Another important feature of the present invention is the manner in which the bowsight pins 23 or wires 24 are adjustably held in the reticle support frame 19. As shown in FIGS. 2 through 7, inner frame member 18 has a cylindrical pin slide 39 which extends from the bottom 30 of inner frame member 18 to near the top 29. In addition, a pin slot 40 is formed through bottom frame member 22 which permits the insertion of a sliding pin block disc 41 with an attached bowsight pin 23 which is secured by an adhesive in a permanent manner to sliding pin block disc 41. A threaded Allen screw opening 42 shown best in FIGS. 6 and 7 holds an Allen screw 43. Allen screw 43 is screwed into the sliding pin block disc after it has been inserted in pin slide 39 since the Allen screw access slot 46 does not extend to the bottom 30 of inner frame member 18. Thus, more than one but typically five bowsight pins may be inserted into the bowsight and tightened at a desired position and separation. As is often the case, the individual sliding pin block discs 41 and bowsight pins 23 may be fabricated so that the bowsight pin is at a different angle with respect to the sliding block disc. This is shown best in FIG. 3 where it can be seen that bowsight pin 23a has a different angle with respect to its sliding pin block disc 41 than does any of the other bowsight pins 23b, 23c, 23d and 23e. Similarly, the wires 24 shown in FIG. 5 each have a different configuration so that they may be very close together for higher speed bows.

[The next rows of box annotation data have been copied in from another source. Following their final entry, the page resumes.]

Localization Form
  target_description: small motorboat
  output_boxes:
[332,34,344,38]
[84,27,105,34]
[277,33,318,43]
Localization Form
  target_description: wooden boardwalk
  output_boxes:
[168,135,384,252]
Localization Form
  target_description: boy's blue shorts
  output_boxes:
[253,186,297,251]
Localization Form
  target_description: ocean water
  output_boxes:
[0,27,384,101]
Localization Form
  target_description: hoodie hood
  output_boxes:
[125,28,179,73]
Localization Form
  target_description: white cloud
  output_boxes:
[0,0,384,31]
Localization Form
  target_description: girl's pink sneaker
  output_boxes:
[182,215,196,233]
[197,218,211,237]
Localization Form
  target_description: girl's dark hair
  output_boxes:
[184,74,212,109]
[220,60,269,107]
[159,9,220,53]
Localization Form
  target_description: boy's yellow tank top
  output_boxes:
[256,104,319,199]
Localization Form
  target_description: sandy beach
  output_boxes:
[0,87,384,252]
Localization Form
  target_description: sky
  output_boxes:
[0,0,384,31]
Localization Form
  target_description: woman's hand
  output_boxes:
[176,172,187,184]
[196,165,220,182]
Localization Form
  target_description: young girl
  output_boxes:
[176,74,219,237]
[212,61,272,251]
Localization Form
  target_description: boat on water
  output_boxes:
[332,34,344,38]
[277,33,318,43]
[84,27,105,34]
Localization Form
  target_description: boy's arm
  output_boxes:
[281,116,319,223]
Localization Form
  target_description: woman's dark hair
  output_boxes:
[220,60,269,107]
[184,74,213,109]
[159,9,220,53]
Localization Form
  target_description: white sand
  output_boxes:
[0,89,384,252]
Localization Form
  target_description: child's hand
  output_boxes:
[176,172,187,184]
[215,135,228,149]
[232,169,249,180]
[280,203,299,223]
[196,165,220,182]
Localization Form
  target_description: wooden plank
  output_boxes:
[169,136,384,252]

The method of tightening an individual sliding pin disc 41 is shown best in FIGS. 6 and 7 where the bottom 44 of Allen screw 43 abuts the bottom of a slot 45 cut into sliding pin block disc 41. This expands the outer circumference of disc 41 against pin slide 39 and securely holds the disc in place. The holding is around such a large surface of disc 41 that it does not dent or mar the inner surface of pin slide 39, thus, permitting the numerous adjustments of individual sight pins without any tendency to fall into a previous position.
Another feature of the present bowsight assembly is its ability to be reassembled in a desired position. Thus, if the archer disassembles the sight, he can readily reposition it in a desired position. This is accomplished by several sets of indicia. One set of indicia 47 is formed along bracket cross piece 13 to position it as the assembly is moved back and forth in the direction of arrow 27 in FIG. 1. Thus, indicia 47 is read against bracket member 11. A set of vertical indicia 48 is formed along the inner edge 28 of inner frame member 18 as shown best in FIGS. 3 and 5 so that the position of the bowsight as it is moved in the direction of arrow 27 may be ascertained. A set of semi-circular indicia 49 can be used to determine angular position (FIG. 2).
The bowsight of the present invention is thus a very compact, durable and completely adjustable assembly which is not easily dislocated by the inadvertent contact of the bowsight with underbrush and the like. It provides the option of a pin setup or a crosshair setup and is very easily adjusted in small increments by the combination of the ball bearing 37 and the detents 38. It furthermore may be locked in a desired position against inadvertent movement.
The present embodiments of this invention are thus to be considered in all respects as illustrative and not restrictive; the scope of the invention being indicated by the appended claims rather than by the foregoing description. All changes which come within the meaning and range of equivalency of the claims are intended to be embraced therein.